Knowing he was running out of time, he hurried to the access panel. It was opened with a combination lock that the owner would have reprogrammed. Jackson, however, always kept a failsafe programmed in for those owners who were disorganized enough to lose their own combination, and then need access years later.

Damien dialed in the failsafe, pressed the button, and exhaled with relief when the panel swung slowly open. Score one for the good guys.

He peered down. It was an elevator shaft, all right. Thankfully it was only an eight-story building, but he would be just as dead if he fell. It looked like the elevator was stopped at the second or third floor, which meant he’d only fall six stories from up here on what was essentially the ninth floor. But that was hardly a consolation.

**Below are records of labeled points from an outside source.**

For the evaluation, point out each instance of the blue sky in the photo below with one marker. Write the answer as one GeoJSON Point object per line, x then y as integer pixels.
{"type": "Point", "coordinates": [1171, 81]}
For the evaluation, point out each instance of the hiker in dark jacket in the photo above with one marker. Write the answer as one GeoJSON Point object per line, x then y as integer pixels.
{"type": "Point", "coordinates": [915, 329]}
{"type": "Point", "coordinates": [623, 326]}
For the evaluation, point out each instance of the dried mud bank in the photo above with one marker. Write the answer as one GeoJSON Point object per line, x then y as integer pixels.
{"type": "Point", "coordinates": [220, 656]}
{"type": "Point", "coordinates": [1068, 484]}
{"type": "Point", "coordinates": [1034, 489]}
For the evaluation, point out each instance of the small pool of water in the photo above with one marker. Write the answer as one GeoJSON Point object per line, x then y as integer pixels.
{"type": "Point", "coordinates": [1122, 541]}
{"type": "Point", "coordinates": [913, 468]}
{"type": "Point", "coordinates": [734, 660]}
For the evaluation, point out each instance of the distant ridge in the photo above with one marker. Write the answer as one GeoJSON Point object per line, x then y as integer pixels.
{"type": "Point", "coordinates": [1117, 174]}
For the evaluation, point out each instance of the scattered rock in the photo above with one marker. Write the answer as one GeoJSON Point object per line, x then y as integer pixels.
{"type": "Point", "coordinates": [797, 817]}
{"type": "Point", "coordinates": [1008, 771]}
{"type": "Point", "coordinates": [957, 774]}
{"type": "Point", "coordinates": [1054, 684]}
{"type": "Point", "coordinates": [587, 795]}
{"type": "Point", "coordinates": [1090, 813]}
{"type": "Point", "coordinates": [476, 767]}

The ladder was to his right as Jackson had said. Before he climbed on, he checked the AK-47’s magazine. Empty.

He frowned. That left him with only a handgun. And if Barclay and his crew had another magazine, they’d have another weapon.

He considered keeping it with him, either as a bluff or in case he managed to acquire a magazine, but decided it was better to be nimble. He took out the magazine, then dropped it and the rifle down the shaft. Maybe they’d hear the clatter of it hitting the elevator car and assume he was on the first floor.